Using social media for some aspects of customer service is a train wreck waiting to happen because:

  • Social media is too broad and not targeted. Consumers who tweet complaints aren’t even complaining to the right people.  Their complaints bounce around the Twittersphere to their followers.  (I’ll bet there are a lot of readers who are unfamiliar with the Twittersphere because, let’s face it, if NASA couldn’t find it, how can we expect the public to know its whereabouts?  Novices should link here to learn more.)  Social media, like other forms of media, focuses on bad news.  After a while the issue becomes one of noise and perception.  Can your team answer each derogatory tweet one for one?  Retractions or corrections are given very little air time.  Do the people who trash you in public also praise you in public?  And even if they do, are those words likely to be spread around as much as the negatives?
  • Social media sets unrealistic expectations around speed and quality. Would customers like being supported via social media?  Possibly.  After all, the support is faster.  But the cost required to respond to each tweet would overwhelm the profitability of any business.  All you’d need was one dagger from a pseudo-celebrity and the resulting storm could swamp a company.  And just because the medium is fast doesn’t make it valuable.  Customers are already trained to use existing methods like email and phone calls.  Consumers have expectations around how quickly someone will answer their question, or refund their money, or assist them as they purchase a product.  Becoming fast is an admirable goal, but one that comes at too steep a cost.

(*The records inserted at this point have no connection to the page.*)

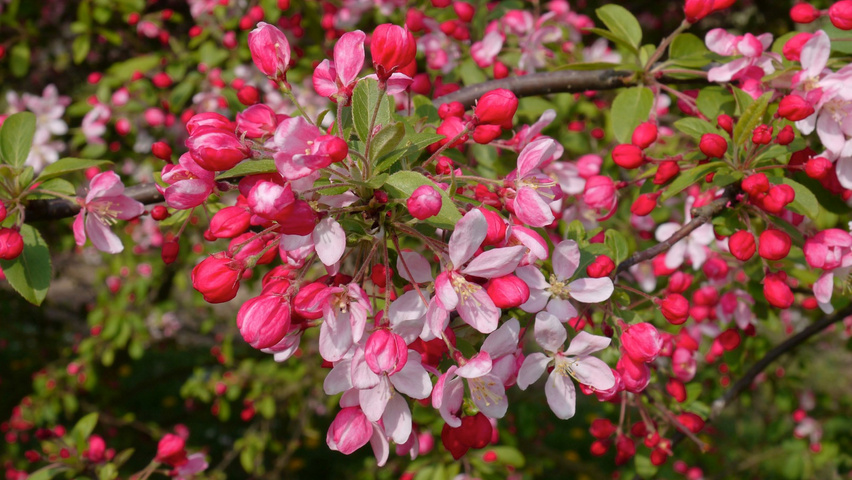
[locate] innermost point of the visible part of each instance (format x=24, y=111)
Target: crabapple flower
x=104, y=203
x=575, y=362
x=554, y=295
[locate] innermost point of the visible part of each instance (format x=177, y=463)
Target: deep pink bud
x=675, y=308
x=424, y=202
x=270, y=51
x=642, y=342
x=712, y=145
x=644, y=135
x=742, y=246
x=497, y=107
x=776, y=290
x=11, y=244
x=392, y=48
x=628, y=156
x=599, y=192
x=217, y=278
x=171, y=450
x=840, y=14
x=774, y=244
x=508, y=291
x=263, y=321
x=385, y=352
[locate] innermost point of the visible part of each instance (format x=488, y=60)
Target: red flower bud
x=742, y=246
x=675, y=308
x=774, y=244
x=628, y=156
x=712, y=145
x=508, y=291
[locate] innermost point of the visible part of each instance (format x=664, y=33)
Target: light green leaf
x=16, y=138
x=630, y=108
x=30, y=273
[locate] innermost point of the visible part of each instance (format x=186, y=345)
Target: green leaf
x=752, y=116
x=364, y=100
x=16, y=138
x=688, y=177
x=30, y=273
x=622, y=23
x=402, y=184
x=68, y=165
x=251, y=167
x=630, y=108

Despite these objections (which I classify as the wrong tool for the job) social media can help in customer service:

  • Spotting Trends. Are there particular products or services that receive negative “press”?  My same comment about H-P printer cartridges, when gropued with other similar complaints is a good way for the company to distinguish between a systemic problem and a peeved customer.
  • Seeking Input on a Topic and Creating Communities of Interest. Where should we open our next store?  Opening a dialogue to get customers feedback is a valuable way to make smarter investments.  After all, a customer willing to pay for a feature is perfect market research.  One of the more noteworthy communities in the last 12 months has been the fund-raising efforts for Haitian disaster relief.

The pivot point is to ignore specific complaints and instead align your social media customer support strategy to spotting trends and open avenues of dialogue/discourse.  Then make course corrections to smooth the bumpy aspects of your products/services.

What role should social media play in customer service?